My two year old has decided she is the only one allowed to vacuum. She gets it out, plugs it in (its central vac so there’s no electrical outlet) and goes to work. She won’t let me get the spots she missed either because she has to put the vacuum away when she’s done and we’re not allowed to touch it again. I have to sneak it out when she’s asleep to finish the job!
Thanks for the adorable photo!
Calene Van Noy // Apr 5, 2007 at 8:53 pm
Oh Lara - what a breathe of fresh air you are! Amen to your thoughts on athletics vs. life skills. I’ve been trying to figure out my children and their sense of worth in our home. I’m going to try harder and give them chores that really make a contribution. I do think it would make a difference in their happiness and self-worth in the home.
Megin Hatch // Apr 6, 2007 at 5:46 am
I absolutely agree that the balance between responsibility and fun usually leans heavily towards fun. I feel so strongly that a healthy person is one who does attain a balance- without forsaking either activity.
That being said the idea of cleaning alone or as a family for several hours a day makes me want to throw up a little.
I love your daily habit philosophy and I am trying to incorporate more daily habits for each member of our family… especially myself.
Great series, Lara- I look forward to the next installment.
slouching mom // Apr 7, 2007 at 7:22 am
I’m with Megin. That sounds like an awful lot of cleaning, although the rationale behind having the kids clean is spot on.

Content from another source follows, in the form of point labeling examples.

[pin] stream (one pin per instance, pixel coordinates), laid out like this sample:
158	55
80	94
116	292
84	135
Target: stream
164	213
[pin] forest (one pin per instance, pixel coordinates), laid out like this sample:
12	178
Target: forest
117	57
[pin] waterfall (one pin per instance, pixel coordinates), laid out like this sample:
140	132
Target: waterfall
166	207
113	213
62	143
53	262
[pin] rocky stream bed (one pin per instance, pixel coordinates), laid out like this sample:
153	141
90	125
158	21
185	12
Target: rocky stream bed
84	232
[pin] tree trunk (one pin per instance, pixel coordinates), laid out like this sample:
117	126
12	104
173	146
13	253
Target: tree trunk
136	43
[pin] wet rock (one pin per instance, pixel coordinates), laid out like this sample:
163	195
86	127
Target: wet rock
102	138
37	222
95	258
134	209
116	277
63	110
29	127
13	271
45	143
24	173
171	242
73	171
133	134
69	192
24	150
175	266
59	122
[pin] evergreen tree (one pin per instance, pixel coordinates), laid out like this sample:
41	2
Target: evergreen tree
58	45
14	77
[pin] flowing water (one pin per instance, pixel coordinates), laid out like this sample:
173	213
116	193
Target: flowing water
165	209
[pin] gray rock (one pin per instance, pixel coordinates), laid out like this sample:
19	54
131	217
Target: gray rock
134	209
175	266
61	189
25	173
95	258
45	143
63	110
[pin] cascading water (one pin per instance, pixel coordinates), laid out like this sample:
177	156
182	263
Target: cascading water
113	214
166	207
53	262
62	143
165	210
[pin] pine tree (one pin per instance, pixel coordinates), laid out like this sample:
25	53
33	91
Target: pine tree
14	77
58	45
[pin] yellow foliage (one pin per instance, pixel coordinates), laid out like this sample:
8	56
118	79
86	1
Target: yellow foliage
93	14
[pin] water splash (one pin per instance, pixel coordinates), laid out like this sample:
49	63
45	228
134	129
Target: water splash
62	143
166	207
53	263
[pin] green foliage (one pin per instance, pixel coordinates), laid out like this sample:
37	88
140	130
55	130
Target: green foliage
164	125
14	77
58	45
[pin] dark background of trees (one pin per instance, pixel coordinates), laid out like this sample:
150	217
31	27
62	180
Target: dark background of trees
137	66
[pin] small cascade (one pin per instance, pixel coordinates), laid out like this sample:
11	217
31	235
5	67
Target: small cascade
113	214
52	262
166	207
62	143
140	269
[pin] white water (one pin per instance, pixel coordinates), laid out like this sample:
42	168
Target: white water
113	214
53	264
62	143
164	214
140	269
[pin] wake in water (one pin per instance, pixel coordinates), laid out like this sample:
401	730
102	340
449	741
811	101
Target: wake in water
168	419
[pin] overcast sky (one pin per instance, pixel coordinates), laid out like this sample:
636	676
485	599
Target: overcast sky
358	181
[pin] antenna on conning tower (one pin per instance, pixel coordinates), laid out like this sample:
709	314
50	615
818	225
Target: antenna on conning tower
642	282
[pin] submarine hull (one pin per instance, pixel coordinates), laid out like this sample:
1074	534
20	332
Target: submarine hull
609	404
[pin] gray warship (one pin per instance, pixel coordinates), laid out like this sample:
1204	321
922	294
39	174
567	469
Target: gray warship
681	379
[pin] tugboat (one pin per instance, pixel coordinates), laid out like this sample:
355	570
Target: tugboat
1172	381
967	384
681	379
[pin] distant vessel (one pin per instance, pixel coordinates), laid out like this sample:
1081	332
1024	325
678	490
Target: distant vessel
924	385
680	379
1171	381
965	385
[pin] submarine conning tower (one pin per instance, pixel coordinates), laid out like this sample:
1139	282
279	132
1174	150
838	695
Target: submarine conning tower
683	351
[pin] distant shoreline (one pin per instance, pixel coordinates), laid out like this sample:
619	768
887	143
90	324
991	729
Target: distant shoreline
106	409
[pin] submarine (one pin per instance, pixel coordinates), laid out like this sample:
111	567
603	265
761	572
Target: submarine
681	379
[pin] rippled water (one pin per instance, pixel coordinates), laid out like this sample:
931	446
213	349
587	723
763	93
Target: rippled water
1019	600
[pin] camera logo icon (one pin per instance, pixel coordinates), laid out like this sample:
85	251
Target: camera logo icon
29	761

My five-year-old has attended Montessori since he was three, and the Montessori philosophy meshes so nicely with your thoughts here. Children want to do constructive work. They don’t view it as work. They take great satisfaction in seeing a project through from beginning to end. They appreciate being part of a community and doing their share.
Jennifer sounds as if she is incorporating the Montessori philosophy in a really lovely way in her own home.
Lara Gallagher // Apr 7, 2007 at 8:22 am
Slouching,
We homeschool so we are home together all day every day. Cleaning up after a family full time takes time!
Lara Gallagher // Apr 7, 2007 at 8:24 am
Megin, I’m so glad you are working on habits. My new habits are saving me!
Circus Mom // Apr 8, 2007 at 7:56 pm
Lara,
These posts are great. Thanks so much for them all, they have helped me out so much.
You have been awarded a Thinking Blogger award, check out my blog for the post!